## Machine Learning

## Rejection reason

### Question

Suppose we have a binary classification model that classifies whether or not an applicant should be qualified to get a loan. Because we are a financial company, we have to provide each rejected applicant with a reason why. Given we don’t have access to the feature weights, how would we give each rejected applicant a reason why they got rejected?

### Answer

Create **partial dependence plot** for each feature and find the value in a feature which increases the probability of default, and explain to applicants that their input to a certain feature possibly was the reason for rejection.

## Keyword bidding

### Question

Let’s say you’re working on keyword bidding optimization. You’re given a dataset with two columns. One column contains the keywords that are being bid against, and the other column contains the price that’s being paid for those keywords. Given this dataset, how would you build a model to bid on a new unseen keyword?

### Answer

We need to build a supervised learning algorithm which takes keyword column as input and outputs the bidding price.

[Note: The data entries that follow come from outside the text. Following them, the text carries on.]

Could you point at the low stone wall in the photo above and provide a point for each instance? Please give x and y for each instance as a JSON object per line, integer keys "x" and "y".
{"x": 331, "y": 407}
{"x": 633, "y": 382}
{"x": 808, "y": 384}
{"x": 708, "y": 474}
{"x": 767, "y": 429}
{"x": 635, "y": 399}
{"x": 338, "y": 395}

We make word embeddings where similar words have a similar representation in the form of vectors.

Take cosine similarity of words to a target word and recommend prices of the similar words.

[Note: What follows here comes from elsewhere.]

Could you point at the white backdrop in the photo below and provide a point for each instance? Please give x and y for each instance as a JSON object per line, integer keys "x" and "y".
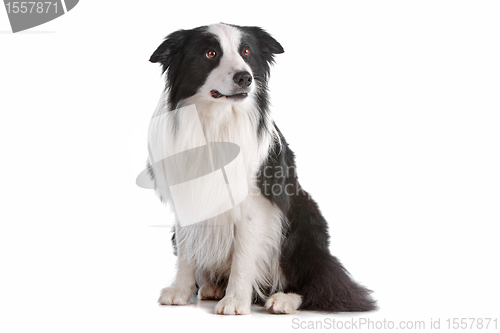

Todo: GloVe embedding, Word2Vec.

## 85% vs 82%

### Question

We have two models: one with 85% accuracy, one 82%. Which one do you pick?

### Answer

We need to know whether a higher accuracy or a higher interpretable model is important to the business, because 85% accuracy model could be from a blackbox model and 82% accuracy model could be linear regression.

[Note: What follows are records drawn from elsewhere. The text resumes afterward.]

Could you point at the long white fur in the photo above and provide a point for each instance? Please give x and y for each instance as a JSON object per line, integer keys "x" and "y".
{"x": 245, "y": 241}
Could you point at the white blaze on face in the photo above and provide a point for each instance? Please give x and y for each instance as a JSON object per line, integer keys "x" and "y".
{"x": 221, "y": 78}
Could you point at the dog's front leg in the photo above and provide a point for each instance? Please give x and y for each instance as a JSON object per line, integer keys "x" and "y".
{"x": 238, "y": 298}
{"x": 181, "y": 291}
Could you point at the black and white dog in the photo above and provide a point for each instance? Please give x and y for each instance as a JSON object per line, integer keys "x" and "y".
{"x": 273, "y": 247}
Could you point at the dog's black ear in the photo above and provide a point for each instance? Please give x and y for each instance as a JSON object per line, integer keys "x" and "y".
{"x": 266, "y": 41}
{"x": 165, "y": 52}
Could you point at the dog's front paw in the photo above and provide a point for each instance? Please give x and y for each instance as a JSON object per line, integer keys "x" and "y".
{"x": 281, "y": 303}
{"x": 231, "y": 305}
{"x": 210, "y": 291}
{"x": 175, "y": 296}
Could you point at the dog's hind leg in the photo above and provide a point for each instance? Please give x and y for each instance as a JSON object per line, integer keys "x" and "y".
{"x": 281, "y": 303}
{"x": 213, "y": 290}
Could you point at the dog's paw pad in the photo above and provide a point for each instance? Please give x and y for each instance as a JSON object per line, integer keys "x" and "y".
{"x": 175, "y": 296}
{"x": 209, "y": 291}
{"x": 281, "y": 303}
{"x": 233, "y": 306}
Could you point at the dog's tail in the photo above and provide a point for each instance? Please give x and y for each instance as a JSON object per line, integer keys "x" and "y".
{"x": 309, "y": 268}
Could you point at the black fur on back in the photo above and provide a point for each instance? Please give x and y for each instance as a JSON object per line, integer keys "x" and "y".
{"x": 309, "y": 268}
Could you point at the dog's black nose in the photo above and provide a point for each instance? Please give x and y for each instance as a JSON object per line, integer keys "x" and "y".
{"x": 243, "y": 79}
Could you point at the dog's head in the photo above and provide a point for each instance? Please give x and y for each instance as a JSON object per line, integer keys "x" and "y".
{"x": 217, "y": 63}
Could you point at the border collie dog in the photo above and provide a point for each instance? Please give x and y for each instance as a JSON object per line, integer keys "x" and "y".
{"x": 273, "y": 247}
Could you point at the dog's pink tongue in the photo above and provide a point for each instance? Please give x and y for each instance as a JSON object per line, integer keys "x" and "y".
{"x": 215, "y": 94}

If this model is a binary classification model, and recall or precision are important to the business, we might pick a model regardless of the accuracy. 82% accuracy model could have a higher recall or precision than 85% accuracy model.

We also need to know the scalability. 85% accuracy model could have too long training time and model could use too much memory, so that 85% accuracy model cannot be used in production environment.

## Multicollinearity in regression

### Question

How would you tackle multicollinearity in multiple linear regression?

### Answer

Ignore multicollinearity, if the predictions work in training and test dateset, and the correlation of variables are not that high.

If the multicollinearity is caused by higher-order terms, standardize the variables.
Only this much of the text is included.